Q: What did your research or creative project look like on a day-to-day basis? What did you spend most of your time doing?
A: I spent most of my time flipping fly stocks, collecting virgin females, and harvesting their ovaries so that I could isolate the RNA from them for my experiments. We opted to do the small RNA isolation ourselves rather than use a kit or pay a third-party vendor, so I spent a lot of time in the lab learning and optimizing the protocol, which was lengthy. I spent most of time when I wasn't in class in the lab running experiments, helping with collective lab duties, attending lab meetings, and reading papers.
Q: What do you think was the most important thing you learned while doing undergraduate research?
A: The most important thing I learned was probably time management. Once I figured out that I was in charge of my own project and whether or not it came to fruition was completely up to me, I sat down and figured out how to plan out a day-to-day schedule that would work with my course workload. The independence I was offered to work on my own project became critical when I went to graduate school and was expected to have a handle on my time and project management skills from the start.
Q: What advice do you have for undergraduates who might be interested in doing research or creative scholarship?
A: Reach out to professors and TAs whose work or teaching interests you. Don't be afraid to cold-email a professor to ask them for their advice. Some are extremely busy and may not get back to you, but most are very helpful. Even if they don't have room in their lab to take a student, they may have useful advice about how to get there eventually or even other opportunities you may not be aware of.

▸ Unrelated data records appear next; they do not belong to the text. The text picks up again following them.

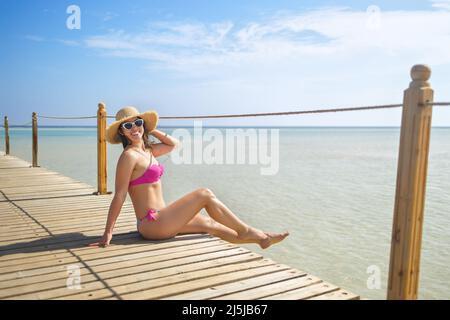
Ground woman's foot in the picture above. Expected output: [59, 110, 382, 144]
[238, 227, 289, 249]
[237, 226, 268, 243]
[259, 231, 290, 249]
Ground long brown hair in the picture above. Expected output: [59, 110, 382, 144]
[119, 117, 154, 150]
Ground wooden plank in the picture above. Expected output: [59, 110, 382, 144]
[0, 217, 134, 235]
[165, 270, 311, 300]
[0, 218, 135, 239]
[1, 183, 94, 195]
[6, 198, 118, 210]
[213, 274, 322, 300]
[260, 281, 340, 300]
[0, 213, 136, 234]
[3, 190, 97, 201]
[0, 233, 207, 262]
[0, 172, 66, 179]
[0, 222, 137, 247]
[0, 224, 139, 254]
[308, 289, 359, 300]
[0, 204, 130, 219]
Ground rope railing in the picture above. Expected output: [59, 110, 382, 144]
[38, 115, 97, 119]
[425, 102, 450, 106]
[0, 120, 33, 127]
[157, 103, 404, 119]
[5, 101, 444, 122]
[154, 102, 447, 119]
[28, 101, 450, 121]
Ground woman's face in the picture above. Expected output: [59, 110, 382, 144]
[120, 117, 145, 144]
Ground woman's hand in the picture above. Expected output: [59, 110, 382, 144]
[88, 231, 112, 248]
[148, 129, 179, 157]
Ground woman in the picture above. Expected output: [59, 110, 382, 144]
[90, 107, 289, 249]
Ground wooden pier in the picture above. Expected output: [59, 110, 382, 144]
[0, 152, 359, 300]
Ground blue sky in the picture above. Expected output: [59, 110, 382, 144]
[1, 0, 449, 126]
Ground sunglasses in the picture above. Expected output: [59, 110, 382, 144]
[121, 118, 144, 130]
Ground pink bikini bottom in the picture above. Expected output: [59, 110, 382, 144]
[136, 208, 160, 229]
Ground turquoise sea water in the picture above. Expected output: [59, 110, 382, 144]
[0, 126, 449, 300]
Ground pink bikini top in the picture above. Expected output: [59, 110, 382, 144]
[129, 162, 165, 188]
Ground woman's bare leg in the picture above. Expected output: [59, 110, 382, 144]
[177, 214, 244, 244]
[178, 214, 287, 248]
[202, 191, 270, 242]
[174, 188, 264, 240]
[153, 188, 213, 237]
[153, 188, 288, 248]
[154, 187, 250, 236]
[201, 190, 290, 248]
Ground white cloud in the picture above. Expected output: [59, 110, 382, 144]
[25, 36, 82, 47]
[25, 35, 45, 42]
[430, 0, 450, 10]
[82, 7, 450, 74]
[103, 11, 119, 22]
[85, 30, 137, 50]
[57, 39, 80, 46]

Q: Do you use any of the skills or perspectives gained doing research in your current occupation? How so?
A: I use many skills I gained during my undergraduate experience in my current occupation as they are very similar. I learned foundational molecular biology techniques that I still use today. I learned time management skills that were critical for my success in graduate school. I learned how to read a scientific paper, which wasn't taught in any of my courses, but is probably one of the most important skills for a career in research. I also learned how to think critically and write scientifically. Most importantly, I think, I learned how to fail. During your first experiences in the lab, you are very likely to make mistakes as part of the learning process. I had a research project that didn't pan out initially. I had to pivot to make the most of my results, even though they did not seem interesting. During my early days in the lab, I felt like I was not smart enough to be there because I made mistakes that to more experienced people probably seemed simple. However, this was how I learned. If you're a high-achieving student, this may feel unfamiliar and uncomfortable, but learning how to take criticism, accept failure, and learn from it is one of the most important skills you can develop as a student and one I use regularly in and outside the lab.

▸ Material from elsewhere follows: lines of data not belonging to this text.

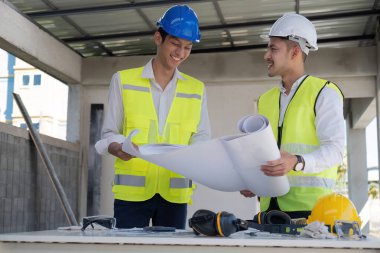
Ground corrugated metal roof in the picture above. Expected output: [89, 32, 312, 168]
[7, 0, 380, 57]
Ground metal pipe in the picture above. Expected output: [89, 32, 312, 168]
[13, 93, 79, 226]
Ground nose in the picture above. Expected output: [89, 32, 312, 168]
[264, 50, 270, 61]
[175, 46, 187, 59]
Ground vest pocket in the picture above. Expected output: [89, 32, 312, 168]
[167, 122, 196, 144]
[115, 158, 150, 173]
[181, 123, 197, 144]
[125, 115, 150, 144]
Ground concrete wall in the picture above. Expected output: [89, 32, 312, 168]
[0, 122, 80, 233]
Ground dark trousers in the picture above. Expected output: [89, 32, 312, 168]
[267, 197, 311, 219]
[114, 194, 187, 229]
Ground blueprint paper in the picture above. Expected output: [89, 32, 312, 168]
[122, 115, 290, 197]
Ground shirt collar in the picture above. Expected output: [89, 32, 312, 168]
[141, 58, 186, 81]
[279, 75, 307, 94]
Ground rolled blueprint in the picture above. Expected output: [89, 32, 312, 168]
[122, 115, 289, 197]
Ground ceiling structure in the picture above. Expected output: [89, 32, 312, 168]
[6, 0, 380, 58]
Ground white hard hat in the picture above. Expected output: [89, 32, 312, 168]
[269, 13, 318, 55]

Q: Many undergraduate researchers are making decisions about what to do after they graduate from KU. Having been in those shoes, what do you know now that you wish you’d known then? Do you have any advice?

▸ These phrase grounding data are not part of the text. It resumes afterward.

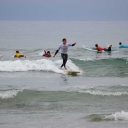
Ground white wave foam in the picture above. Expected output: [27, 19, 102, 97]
[105, 111, 128, 121]
[0, 59, 81, 73]
[38, 51, 44, 56]
[79, 57, 93, 61]
[0, 90, 22, 99]
[44, 86, 128, 96]
[80, 90, 128, 96]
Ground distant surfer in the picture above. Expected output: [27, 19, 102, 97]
[14, 51, 27, 58]
[95, 44, 112, 52]
[53, 38, 76, 70]
[43, 50, 51, 57]
[95, 44, 104, 51]
[119, 42, 128, 48]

A: I wish I would have known about all of the opportunities that exist outside of going straight into graduate school. I am happy I ended up going to graduate school and there are many personal, financial, etc reasons that doing so may be the best course, however even after graduate school the career options for a person with independent research experience are vast. I wish I had known sooner about career options in industry, science policy, scientific writing, and others. My advice would be to seek out mentors who support your development as an individual, regardless of your path in academia. I was always lucky to have mentors that supported my interests in and outside the lab and made an effort to connect me with people who could help me achieve my career goals. I only wish there were more opportunities for students to learn about careers outside of academia, as professors' knowledge is often limited to their experience.